In Québec, construction workers have an opportunity to choose from among a wide variety of free-of-charge training courses so they can upgrade their skills in their respective trades.
Every August, the Commission de la construction du Québec (CCQ), in partnership with the industry’s employer and union associations, launches the Répertoire des activités de perfectionnement for the Fiers et compétents program with a promotional campaign. The Répertoire lists more than 500 relevant courses that meet needs related to practising the industry’s different trades and occupations.
Training: It’s a Priority
The construction industry has been built and consolidated thanks, among other things, to the trust and exchange involved in the mentoring relationship, and it acknowledges that the high quality of work is due in large part to the training culture that has prevailed since the CCQ was founded, in 1987. The CCQ, which administers the apprenticeship and training plan, has joined with partners in the industry to develop an offer adapted to the realities of the construction sector, encouraging the development of a skilled young generation, helping apprentices progress, and satisfying the need for workers. Major efforts have also been devoted to upgrading training for workers, such as setting up the Training Fund for Employees in the Construction Industry in 1992 and, over the last ten years, the Fiers et compétents program, which is aimed at encouraging employees to engage in continuing education.
Is Training Just for Apprentices?
Working in a sector that is constantly evolving in terms of technologies, complexity of tasks, and regulatory standards, construction workers must inevitably continue to learn in order to maintain or improve their skills and thus ensure that they are employable. Registering for the upgrading activities offered through the Répertoire remains the simplest way to reach this goal, whether through the training obligation or voluntarily.
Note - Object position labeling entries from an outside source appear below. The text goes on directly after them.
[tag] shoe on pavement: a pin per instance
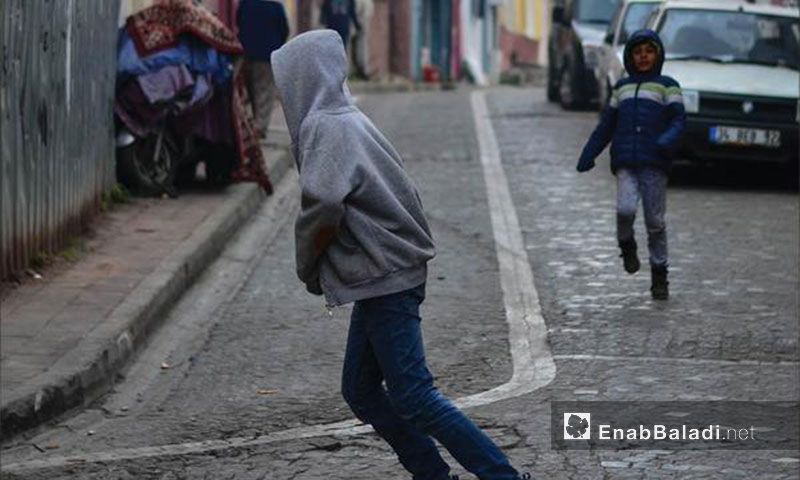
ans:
(660, 286)
(629, 258)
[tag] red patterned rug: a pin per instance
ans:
(159, 26)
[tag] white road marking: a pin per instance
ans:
(673, 360)
(533, 365)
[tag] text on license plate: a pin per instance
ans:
(745, 136)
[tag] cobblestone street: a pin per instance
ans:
(266, 357)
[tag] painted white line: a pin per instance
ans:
(674, 360)
(527, 333)
(533, 365)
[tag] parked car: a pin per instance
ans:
(738, 66)
(573, 49)
(631, 15)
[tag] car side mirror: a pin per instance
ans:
(558, 14)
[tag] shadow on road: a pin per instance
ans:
(735, 176)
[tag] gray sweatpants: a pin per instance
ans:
(649, 184)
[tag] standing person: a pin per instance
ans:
(643, 120)
(337, 15)
(263, 28)
(361, 236)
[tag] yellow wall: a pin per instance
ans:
(525, 17)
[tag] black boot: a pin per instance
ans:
(629, 258)
(660, 286)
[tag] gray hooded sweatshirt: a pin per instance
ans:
(361, 232)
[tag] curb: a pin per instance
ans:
(89, 370)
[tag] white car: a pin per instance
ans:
(738, 66)
(631, 15)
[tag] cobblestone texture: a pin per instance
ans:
(734, 284)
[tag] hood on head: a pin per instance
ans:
(641, 36)
(310, 72)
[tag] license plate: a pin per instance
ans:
(745, 136)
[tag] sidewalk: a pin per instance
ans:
(64, 338)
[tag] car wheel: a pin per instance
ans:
(567, 92)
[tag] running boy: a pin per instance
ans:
(643, 121)
(361, 236)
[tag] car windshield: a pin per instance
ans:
(635, 18)
(724, 36)
(595, 11)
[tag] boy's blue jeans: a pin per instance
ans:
(385, 343)
(649, 184)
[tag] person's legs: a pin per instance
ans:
(392, 324)
(260, 87)
(627, 203)
(363, 391)
(653, 188)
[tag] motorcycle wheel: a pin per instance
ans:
(147, 167)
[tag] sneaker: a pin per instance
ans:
(629, 258)
(660, 286)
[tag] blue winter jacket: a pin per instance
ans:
(644, 116)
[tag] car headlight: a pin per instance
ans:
(691, 101)
(591, 54)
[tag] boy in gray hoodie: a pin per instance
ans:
(361, 236)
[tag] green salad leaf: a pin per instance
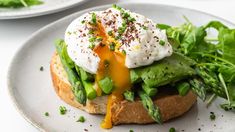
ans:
(215, 57)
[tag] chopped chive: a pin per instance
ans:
(118, 37)
(81, 119)
(161, 42)
(110, 33)
(91, 31)
(125, 15)
(172, 129)
(102, 45)
(41, 68)
(46, 114)
(92, 39)
(131, 19)
(145, 28)
(212, 116)
(112, 46)
(124, 52)
(83, 21)
(106, 63)
(99, 38)
(92, 46)
(63, 110)
(93, 19)
(121, 30)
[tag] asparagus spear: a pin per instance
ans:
(78, 90)
(153, 110)
(183, 88)
(149, 90)
(129, 95)
(199, 88)
(106, 84)
(90, 91)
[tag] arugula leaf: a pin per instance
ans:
(192, 39)
(212, 59)
(227, 43)
(19, 3)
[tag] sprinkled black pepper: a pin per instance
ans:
(145, 28)
(93, 19)
(46, 114)
(83, 21)
(110, 33)
(92, 46)
(112, 46)
(212, 116)
(172, 129)
(161, 42)
(63, 110)
(81, 119)
(92, 39)
(41, 68)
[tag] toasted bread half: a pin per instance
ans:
(123, 112)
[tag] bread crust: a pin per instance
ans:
(123, 112)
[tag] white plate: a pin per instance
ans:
(48, 7)
(33, 94)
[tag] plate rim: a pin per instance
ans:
(26, 43)
(42, 13)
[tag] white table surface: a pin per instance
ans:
(13, 33)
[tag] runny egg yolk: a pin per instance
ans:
(115, 68)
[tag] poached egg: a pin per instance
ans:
(110, 42)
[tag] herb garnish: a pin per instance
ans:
(161, 42)
(41, 68)
(63, 110)
(46, 114)
(112, 46)
(93, 19)
(81, 119)
(172, 129)
(212, 116)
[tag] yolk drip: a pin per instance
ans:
(115, 69)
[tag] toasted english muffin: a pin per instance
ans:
(123, 112)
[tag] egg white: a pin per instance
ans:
(142, 45)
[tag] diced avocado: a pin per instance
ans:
(106, 84)
(129, 95)
(86, 81)
(183, 88)
(90, 91)
(148, 90)
(135, 78)
(86, 76)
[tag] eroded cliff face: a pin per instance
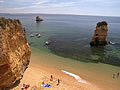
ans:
(14, 51)
(100, 34)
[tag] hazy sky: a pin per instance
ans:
(81, 7)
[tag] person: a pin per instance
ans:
(51, 78)
(23, 86)
(113, 76)
(58, 82)
(118, 74)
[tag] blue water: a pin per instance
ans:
(71, 34)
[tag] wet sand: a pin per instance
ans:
(38, 73)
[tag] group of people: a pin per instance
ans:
(25, 87)
(51, 79)
(37, 34)
(116, 75)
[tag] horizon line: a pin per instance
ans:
(62, 14)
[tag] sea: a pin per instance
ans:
(69, 49)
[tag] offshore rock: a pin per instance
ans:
(100, 34)
(38, 18)
(14, 51)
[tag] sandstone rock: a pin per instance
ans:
(14, 51)
(100, 34)
(38, 18)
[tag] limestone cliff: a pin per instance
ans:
(38, 18)
(100, 34)
(14, 51)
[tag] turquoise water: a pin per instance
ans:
(70, 36)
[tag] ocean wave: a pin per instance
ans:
(78, 78)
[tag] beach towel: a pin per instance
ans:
(46, 85)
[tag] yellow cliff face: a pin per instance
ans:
(100, 34)
(14, 51)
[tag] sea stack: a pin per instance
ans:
(14, 51)
(100, 34)
(38, 18)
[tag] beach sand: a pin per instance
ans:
(38, 73)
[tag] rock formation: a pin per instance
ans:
(14, 51)
(100, 34)
(38, 18)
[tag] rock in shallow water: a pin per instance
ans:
(14, 51)
(100, 34)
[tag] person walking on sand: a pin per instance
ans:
(51, 78)
(118, 74)
(58, 82)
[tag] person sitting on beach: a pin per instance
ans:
(51, 78)
(58, 82)
(26, 87)
(23, 86)
(113, 76)
(118, 74)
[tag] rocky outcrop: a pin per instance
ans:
(14, 51)
(100, 34)
(38, 18)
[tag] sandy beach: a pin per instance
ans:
(36, 74)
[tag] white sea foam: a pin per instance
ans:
(79, 79)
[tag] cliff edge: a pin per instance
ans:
(100, 34)
(14, 51)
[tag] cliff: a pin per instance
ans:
(14, 51)
(100, 34)
(38, 18)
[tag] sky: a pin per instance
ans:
(78, 7)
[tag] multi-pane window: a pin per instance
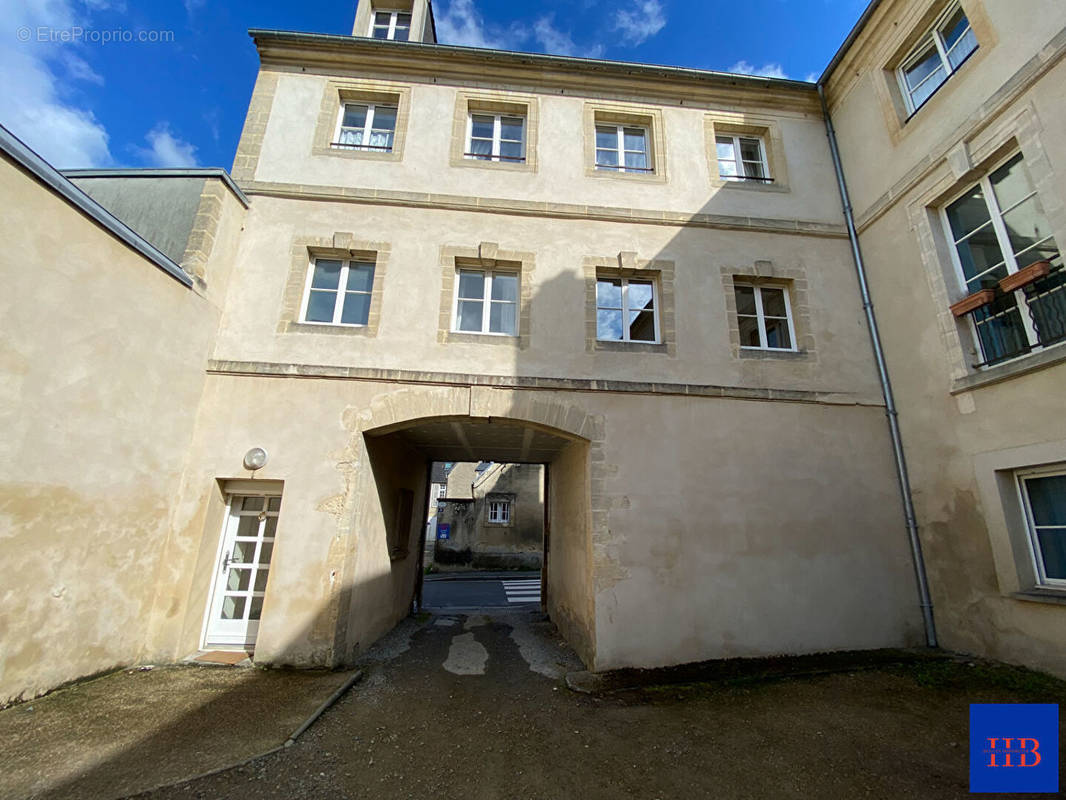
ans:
(939, 53)
(496, 138)
(622, 148)
(487, 302)
(499, 512)
(390, 25)
(742, 158)
(1044, 495)
(338, 292)
(247, 562)
(626, 310)
(764, 316)
(367, 127)
(999, 228)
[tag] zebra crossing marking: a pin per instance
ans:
(522, 591)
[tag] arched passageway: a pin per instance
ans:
(400, 457)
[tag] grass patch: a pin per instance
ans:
(972, 675)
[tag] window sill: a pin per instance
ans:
(482, 338)
(371, 155)
(528, 165)
(316, 328)
(1027, 364)
(653, 177)
(760, 354)
(630, 347)
(1039, 594)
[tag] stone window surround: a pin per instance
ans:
(341, 245)
(768, 129)
(617, 113)
(485, 256)
(1005, 522)
(887, 83)
(339, 92)
(793, 280)
(963, 166)
(495, 102)
(501, 497)
(627, 265)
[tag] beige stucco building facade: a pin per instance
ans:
(721, 477)
(970, 432)
(495, 517)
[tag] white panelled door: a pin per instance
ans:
(247, 545)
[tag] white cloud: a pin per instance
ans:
(38, 81)
(560, 43)
(766, 70)
(166, 149)
(462, 25)
(642, 24)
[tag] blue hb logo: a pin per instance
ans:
(1014, 748)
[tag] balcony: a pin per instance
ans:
(1011, 322)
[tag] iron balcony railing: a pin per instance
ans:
(1001, 330)
(623, 168)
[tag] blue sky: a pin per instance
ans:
(175, 92)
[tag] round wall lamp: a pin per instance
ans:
(255, 459)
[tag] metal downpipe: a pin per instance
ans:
(886, 384)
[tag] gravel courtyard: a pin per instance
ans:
(475, 706)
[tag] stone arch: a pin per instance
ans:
(578, 506)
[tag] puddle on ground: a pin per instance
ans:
(467, 656)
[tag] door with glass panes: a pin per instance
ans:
(240, 585)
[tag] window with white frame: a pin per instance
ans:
(999, 229)
(338, 292)
(499, 512)
(366, 126)
(1044, 498)
(390, 25)
(764, 317)
(626, 309)
(623, 148)
(940, 52)
(496, 138)
(742, 158)
(486, 302)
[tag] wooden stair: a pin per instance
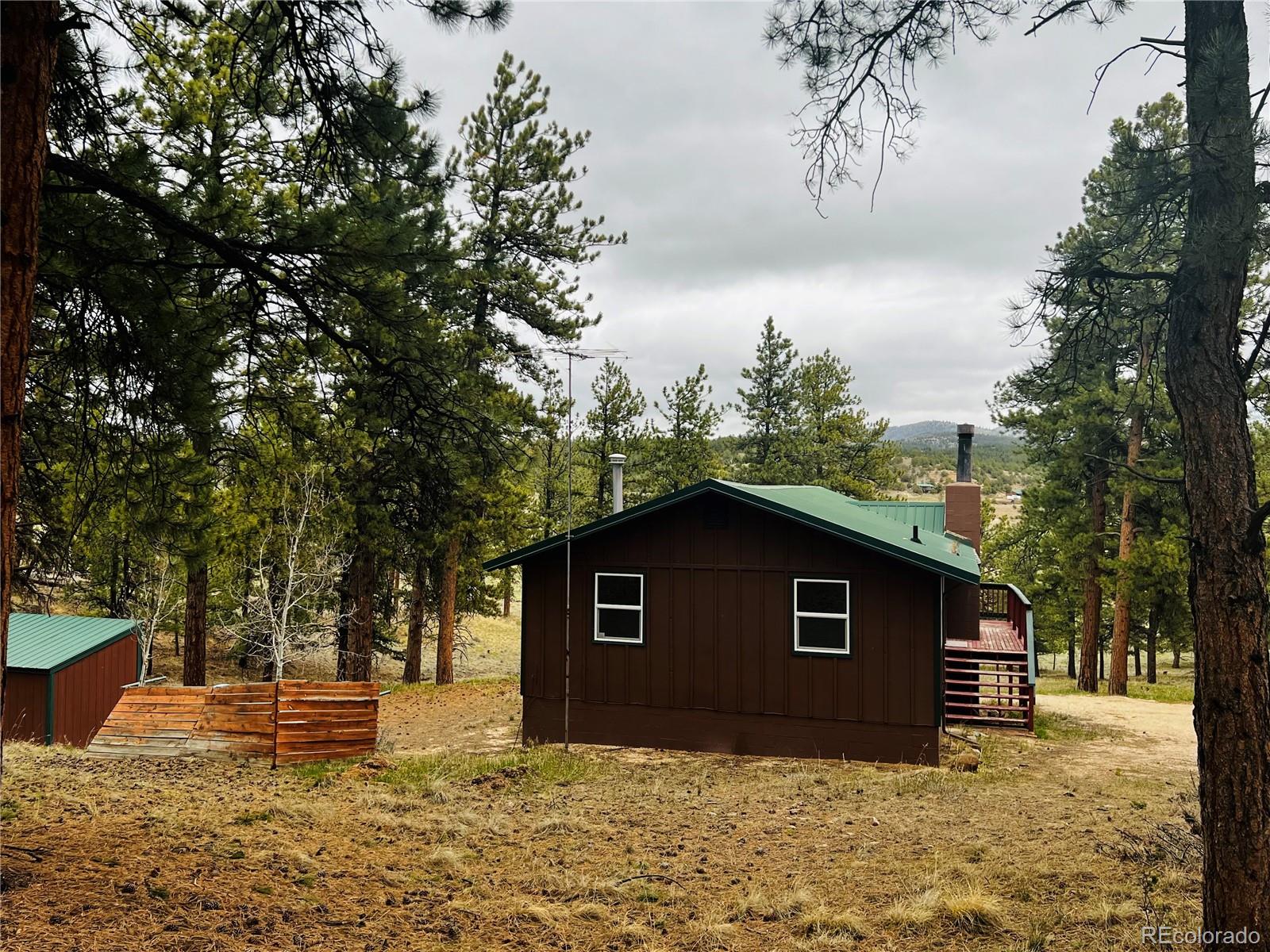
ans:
(987, 689)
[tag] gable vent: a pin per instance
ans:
(715, 512)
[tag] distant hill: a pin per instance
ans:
(941, 435)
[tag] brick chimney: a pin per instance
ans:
(963, 499)
(963, 516)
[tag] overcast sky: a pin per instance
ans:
(691, 155)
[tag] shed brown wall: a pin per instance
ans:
(717, 670)
(86, 692)
(25, 701)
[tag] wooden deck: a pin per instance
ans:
(986, 682)
(996, 635)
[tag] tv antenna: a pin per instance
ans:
(571, 355)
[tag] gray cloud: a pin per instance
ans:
(691, 155)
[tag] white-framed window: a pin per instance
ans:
(822, 616)
(620, 608)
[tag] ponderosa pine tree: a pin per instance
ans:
(552, 456)
(837, 446)
(859, 59)
(770, 409)
(679, 448)
(309, 63)
(520, 243)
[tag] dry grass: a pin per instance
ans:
(601, 850)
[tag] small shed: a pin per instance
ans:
(65, 673)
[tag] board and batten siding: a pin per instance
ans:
(87, 691)
(25, 704)
(718, 670)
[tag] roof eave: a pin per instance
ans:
(876, 545)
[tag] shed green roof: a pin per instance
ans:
(48, 643)
(812, 505)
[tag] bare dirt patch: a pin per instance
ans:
(475, 716)
(1146, 736)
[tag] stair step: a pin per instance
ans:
(992, 721)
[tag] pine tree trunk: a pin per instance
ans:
(194, 666)
(1119, 681)
(1206, 387)
(342, 628)
(446, 612)
(1153, 630)
(194, 670)
(114, 598)
(1091, 619)
(27, 59)
(361, 621)
(413, 673)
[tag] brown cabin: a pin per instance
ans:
(768, 620)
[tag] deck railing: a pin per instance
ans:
(1000, 600)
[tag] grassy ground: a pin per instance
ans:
(478, 844)
(1175, 687)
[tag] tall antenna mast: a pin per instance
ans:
(582, 355)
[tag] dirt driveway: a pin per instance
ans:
(1146, 735)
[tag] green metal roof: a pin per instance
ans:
(929, 516)
(48, 643)
(812, 505)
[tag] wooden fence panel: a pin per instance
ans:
(325, 720)
(287, 721)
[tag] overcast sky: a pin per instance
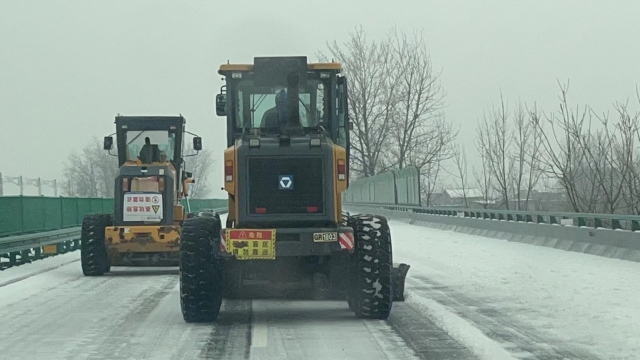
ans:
(68, 67)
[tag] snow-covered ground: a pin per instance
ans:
(502, 300)
(531, 301)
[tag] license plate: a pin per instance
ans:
(251, 244)
(325, 237)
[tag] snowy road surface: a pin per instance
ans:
(468, 297)
(535, 302)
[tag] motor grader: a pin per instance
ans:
(285, 167)
(145, 226)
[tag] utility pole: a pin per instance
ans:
(16, 180)
(53, 184)
(34, 182)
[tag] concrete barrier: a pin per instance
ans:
(616, 244)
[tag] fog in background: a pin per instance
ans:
(68, 67)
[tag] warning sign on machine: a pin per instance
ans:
(142, 207)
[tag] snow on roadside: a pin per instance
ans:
(18, 273)
(575, 299)
(459, 329)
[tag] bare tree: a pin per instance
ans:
(484, 177)
(201, 166)
(460, 161)
(632, 183)
(430, 178)
(91, 172)
(416, 121)
(562, 155)
(372, 96)
(495, 141)
(525, 169)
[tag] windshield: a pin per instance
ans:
(256, 106)
(161, 143)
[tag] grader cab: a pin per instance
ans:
(145, 226)
(285, 167)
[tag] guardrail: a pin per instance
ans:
(33, 214)
(596, 221)
(607, 235)
(25, 248)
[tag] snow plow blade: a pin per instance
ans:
(398, 276)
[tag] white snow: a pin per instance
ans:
(572, 299)
(459, 329)
(21, 272)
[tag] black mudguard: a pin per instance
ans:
(398, 276)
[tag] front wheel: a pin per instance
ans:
(371, 263)
(200, 274)
(93, 249)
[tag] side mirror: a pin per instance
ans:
(197, 143)
(108, 143)
(221, 104)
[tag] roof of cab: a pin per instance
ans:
(249, 67)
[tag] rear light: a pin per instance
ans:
(228, 171)
(341, 169)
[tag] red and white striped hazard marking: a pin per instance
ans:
(346, 241)
(223, 243)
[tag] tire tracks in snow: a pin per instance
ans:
(520, 340)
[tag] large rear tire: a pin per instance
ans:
(93, 249)
(200, 274)
(371, 264)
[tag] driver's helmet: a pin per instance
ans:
(281, 104)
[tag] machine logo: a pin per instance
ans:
(285, 182)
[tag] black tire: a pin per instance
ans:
(93, 250)
(371, 264)
(200, 274)
(232, 279)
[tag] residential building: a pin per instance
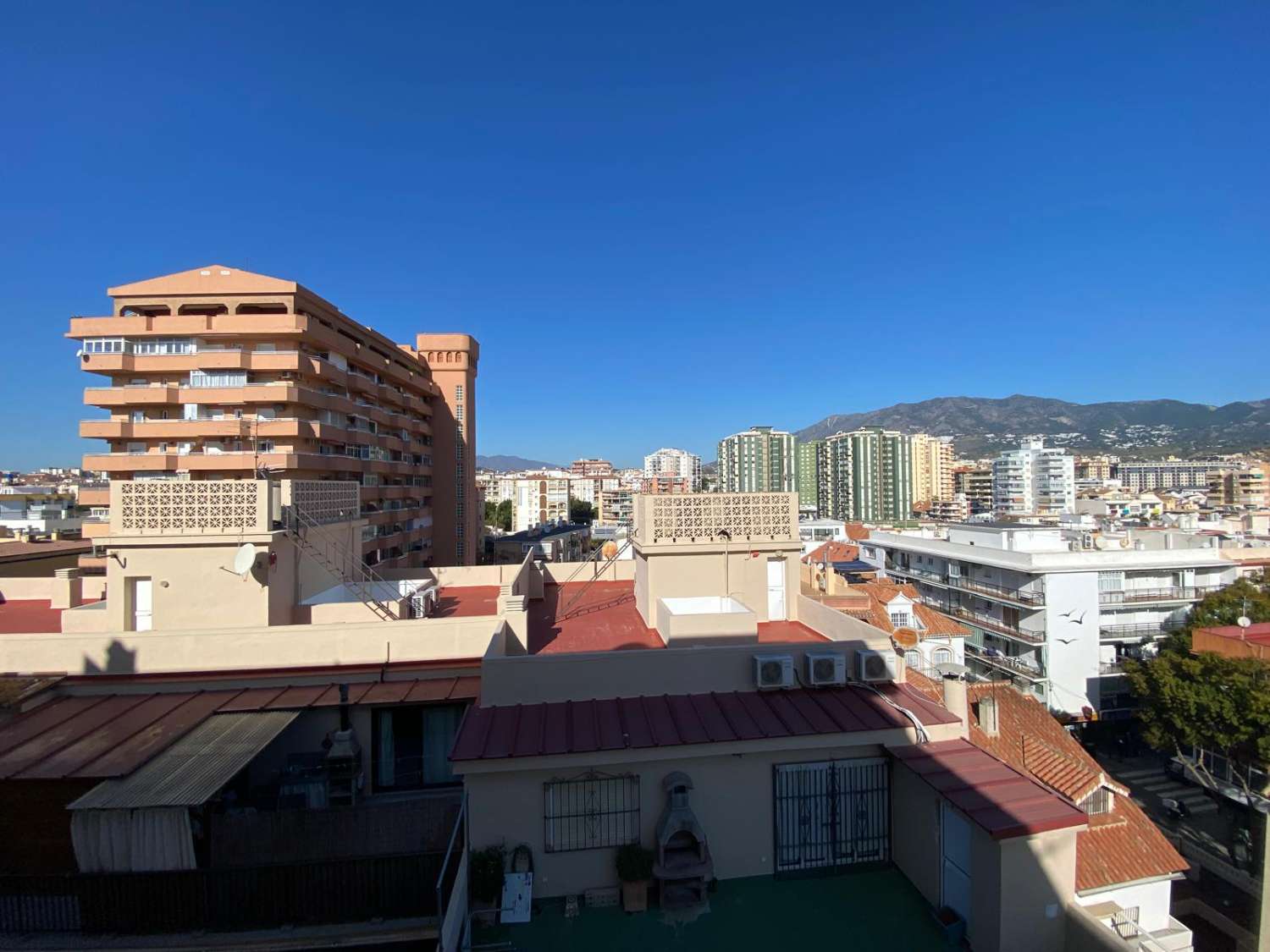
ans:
(1151, 475)
(38, 512)
(668, 461)
(1237, 489)
(870, 475)
(550, 542)
(591, 467)
(759, 459)
(662, 687)
(221, 373)
(456, 512)
(934, 459)
(538, 500)
(1033, 480)
(957, 508)
(809, 476)
(665, 485)
(1053, 612)
(975, 482)
(616, 507)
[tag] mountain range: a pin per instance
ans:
(511, 464)
(980, 426)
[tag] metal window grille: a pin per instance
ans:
(591, 812)
(832, 814)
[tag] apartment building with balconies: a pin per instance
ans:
(1056, 612)
(223, 373)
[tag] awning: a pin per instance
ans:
(190, 771)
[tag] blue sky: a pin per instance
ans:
(665, 223)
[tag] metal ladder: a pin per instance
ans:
(345, 565)
(594, 576)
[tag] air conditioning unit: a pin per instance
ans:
(825, 668)
(875, 665)
(774, 672)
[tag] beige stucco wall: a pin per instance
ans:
(693, 570)
(262, 647)
(1020, 886)
(732, 797)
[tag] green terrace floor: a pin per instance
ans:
(860, 911)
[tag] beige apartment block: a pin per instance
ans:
(221, 373)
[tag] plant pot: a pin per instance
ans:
(635, 896)
(952, 926)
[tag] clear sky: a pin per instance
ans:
(665, 223)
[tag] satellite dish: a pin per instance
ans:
(244, 559)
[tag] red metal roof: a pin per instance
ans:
(672, 720)
(111, 735)
(995, 795)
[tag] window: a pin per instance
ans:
(411, 746)
(591, 812)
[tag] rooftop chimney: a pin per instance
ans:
(988, 716)
(955, 701)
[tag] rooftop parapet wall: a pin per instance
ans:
(705, 517)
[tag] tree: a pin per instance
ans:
(1208, 701)
(500, 515)
(1223, 607)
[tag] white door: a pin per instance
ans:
(775, 589)
(955, 845)
(142, 606)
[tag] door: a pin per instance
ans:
(142, 606)
(831, 814)
(775, 589)
(955, 847)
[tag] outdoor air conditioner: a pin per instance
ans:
(772, 672)
(825, 668)
(875, 665)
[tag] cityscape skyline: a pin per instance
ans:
(814, 188)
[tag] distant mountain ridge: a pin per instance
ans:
(982, 426)
(505, 464)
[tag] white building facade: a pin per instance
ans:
(1056, 614)
(675, 462)
(1033, 480)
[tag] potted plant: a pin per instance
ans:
(634, 868)
(485, 875)
(952, 926)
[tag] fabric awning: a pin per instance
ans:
(190, 771)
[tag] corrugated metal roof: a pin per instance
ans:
(671, 720)
(109, 735)
(995, 795)
(192, 769)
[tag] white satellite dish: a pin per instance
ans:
(244, 559)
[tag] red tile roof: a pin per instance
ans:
(1119, 847)
(833, 551)
(997, 797)
(602, 617)
(111, 735)
(672, 720)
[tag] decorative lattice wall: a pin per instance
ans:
(324, 500)
(195, 507)
(698, 517)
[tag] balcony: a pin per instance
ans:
(1005, 663)
(1170, 593)
(990, 624)
(1028, 598)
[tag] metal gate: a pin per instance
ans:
(832, 814)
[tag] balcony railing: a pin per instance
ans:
(991, 624)
(1005, 663)
(1168, 593)
(1028, 597)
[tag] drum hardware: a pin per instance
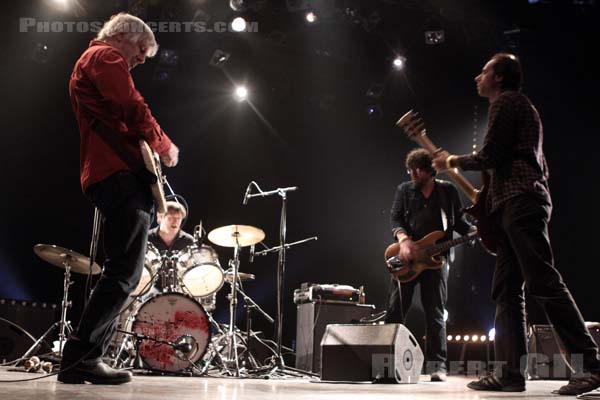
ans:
(70, 261)
(281, 249)
(236, 236)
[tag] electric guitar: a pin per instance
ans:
(414, 128)
(425, 258)
(152, 163)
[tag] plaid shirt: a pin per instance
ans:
(512, 151)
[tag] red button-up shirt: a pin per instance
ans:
(101, 86)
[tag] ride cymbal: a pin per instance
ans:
(59, 256)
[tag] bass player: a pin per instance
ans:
(421, 206)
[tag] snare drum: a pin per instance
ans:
(203, 274)
(172, 317)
Called upon to transmit their knowledge to the apprentices whom they mentor, journeypersons have every reason to stay abreast of the latest advances and work techniques in their trade. By taking training, not only do journeypersons enhance their own skills so that they increase their mastery of their trade but, as mentors, they are better equipped to support their apprentices. By staying ahead of the game, journeypersons also become more multiskilled on construction sites.
On the job site, journeypersons who upgrade their skills act as a conduit, enabling their apprentices to benefit from their in-depth knowledge. Within the industry as a whole, journeypersons, as multiplier agents for the concepts they have learned, help to foster the training culture by providing an example. That is, they can encourage their apprentices, whether or not they are graduates, to upgrade their skills too.
For their part, apprentices who take an upgrading activity can, in their turn, share what they have learned with their journeyperson. Also, by taking an upgrading activity, they benefit from a worthwhile training credit: hours may be added to their apprenticeship record book once they have passed the activity.
Furthermore, there’s no doubt that employers find it beneficial to have journeypersons and apprentices with upgraded training, as employees who know about new techniques and working standards are inevitably better performers and more motivated, ensuring efficiency and safety on job sites and keeping the quality of work high. And, thanks to the contributions that they pay into the Training Fund for Employees in the Construction Industry, eligible contractors can take advantage of the CCQ’s On-the-Job Training Service, whose consultants develop and organize made-to-measure training courses that meet the specific needs of their workforce.
In addition to being free of charge, because they are funded by the Training Fund for Employees in the Construction Industry, the upgrading activities presented in the Répertoire are accessible; most of them are practice-focused and take place in a friendly environment. Some of them are offered in a “mixed learning” version, in which the theoretical part is dispensed online and the practical part at a vocational training centre.
Because lack of time and work schedules may interfere with participating in an upgrading activity, the courses are offered with a wide range of durations (some as short as 4 or 8 hours) and at different time slots, full time day or evening, part time, or weekends, in order to accommodate work, studies, and free time.
Upgrading promotion agents at the employer and union associations are also available to provide orientation and help with deciding which training course(s) is relevant.
Although participation within the region of residence is encouraged, financial support from the Training Fund for Employees in the Construction Industry covering travel and lodging costs related to the training may be obtained. In addition, for each full-time training course of more than 25 hours a week, the Training Fund for Employees in the Construction Industry deposits enhanced hours weekly into employee’s private insurance plan (MÉDIC Construction), and it is possible to receive an Emploi-Québec allowance or to maintain Employment Insurance benefits.
The Best of You
Journeypersons and apprentices who take upgrading training develop their expertise, gain new skills and knowledge, and stand out on the job site for their openness to learning, making themselves more attractive to employers as standout recruits. Employers that encourage their employees to upgrade their skills and employees who seek to develop the best of themselves are actively participating in healthy growth of the industry. In turn, the industry draws positive results from the continuous and voluntary training of its members, as upgrading and transmission of good practices definitely enhance the quality of the work accomplished.
By its very nature, mentoring thus makes a positive contribution to perpetuating the culture of training that is so indispensable to the industry.